I specify 14TB because performance and features in both the BarraCuda and IronWolf lines vary quite a bit by capacity. In other words, this is not a review of the entire line-up. Seagate provides spec sheets for all the different IronWolf Pro models online.
Performance
While the performance advantage for the IronWolf Pro (gold bars) over the BarraCuda Pro isn’t huge, it was a consistent 5MBps across the synthetic benchmarks (CrystalDiskMark 5 and AS SSD 1.9). That makes the IronWolf Pro fastest hard drive we’ve ever tested. Note that sequential performance is how fast the drive can read and write contiguous data, i.e., a single large file, not separate files that must each be apportioned a location and directory entry.

IronWolf Pro. Longer bars are better.
The IronWolf Pro 14TB will definitely save you some time when you are copying files—7 percent to 15 percent, in fact. That’s a significantly larger real-world advantage than the slight 2 percent improvement shown in CrystalDiskMark. The vintage Seagate ES.2 1TB is included just to show you how much hard drives have improved over the last decade or so

Shorter bars are better.
We didn’t test the lower-capacity 2TB through 12TB IronWolf Pro drives, but Seagate’s performance claims decrease progressively with each drop in capacity. You can see the results for the 12TB IronWolf (plain) model here.

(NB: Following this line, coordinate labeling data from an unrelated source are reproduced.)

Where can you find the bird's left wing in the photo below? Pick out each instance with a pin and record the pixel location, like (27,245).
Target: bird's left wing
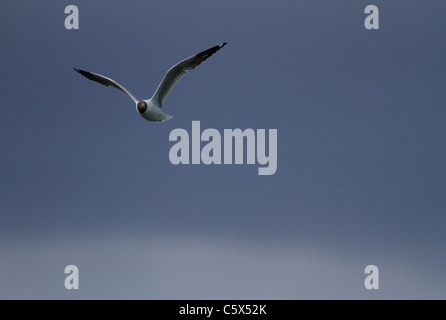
(106,82)
(175,73)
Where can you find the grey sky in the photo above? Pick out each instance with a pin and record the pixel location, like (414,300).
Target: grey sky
(361,159)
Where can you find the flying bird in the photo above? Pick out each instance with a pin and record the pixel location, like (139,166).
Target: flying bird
(151,109)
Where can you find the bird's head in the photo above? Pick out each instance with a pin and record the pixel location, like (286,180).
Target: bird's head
(142,106)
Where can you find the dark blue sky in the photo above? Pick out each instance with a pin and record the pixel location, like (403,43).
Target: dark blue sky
(360,116)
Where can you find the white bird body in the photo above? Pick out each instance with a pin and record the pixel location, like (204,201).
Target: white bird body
(151,109)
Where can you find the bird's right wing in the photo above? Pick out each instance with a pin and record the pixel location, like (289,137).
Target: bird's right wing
(106,82)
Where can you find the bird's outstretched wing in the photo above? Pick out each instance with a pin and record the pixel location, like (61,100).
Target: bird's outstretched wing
(106,82)
(175,73)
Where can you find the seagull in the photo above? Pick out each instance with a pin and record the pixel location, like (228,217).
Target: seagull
(151,109)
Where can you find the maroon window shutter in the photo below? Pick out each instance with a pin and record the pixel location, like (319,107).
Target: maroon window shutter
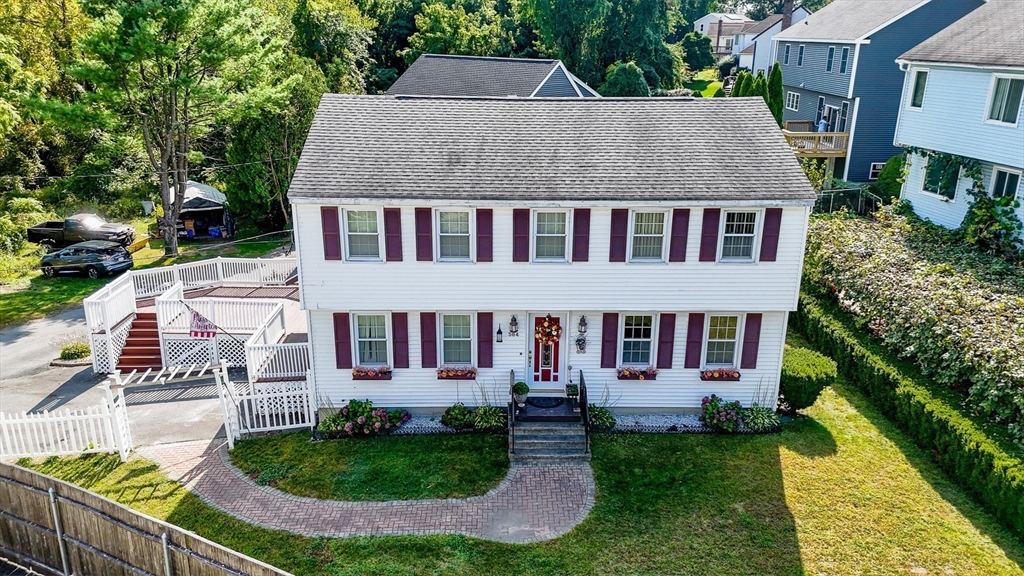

Note that hard drive speeds decrease a bit as the drive fills up. This is because writing and reading to the inner tracks isn’t as quick as writing to the outer tracks.
Here’s to your health
The 4TB and larger IronWolf Pro drives feature Seagate’s IHM (IronWolf Health Management), which interfaces with NAS boxes from Synology, Thecus, and AsusStor (with more vendors on the way) to provide extensive monitoring of the IronWolf’s vital signs. The 1TB and 2TB models do not.
The best thing going
The IronWolf Pro 14TB is easily the best hard drive available for the general consumer. The plain IronWolf is $70 cheaper, and a worthy drive in the 12TB version, but we have not yet tested the 14TB drive yet. The $20 cheaper BarraCuda Pro is a fine drive in its own right, but budget concerns aside, the IronWolf Pro is our pick.
Our standard advice with a drive this large is to use the redundancy of a RAID 1 mirror (two drives, same data) as an easy, if very expensive hedge against data disaster. Data recovery success is not a given, and shouldn’t be thought of as an alternative to backup. As a side benefit, a mirrored array allows you to keep working in the case of drive degradation or failure.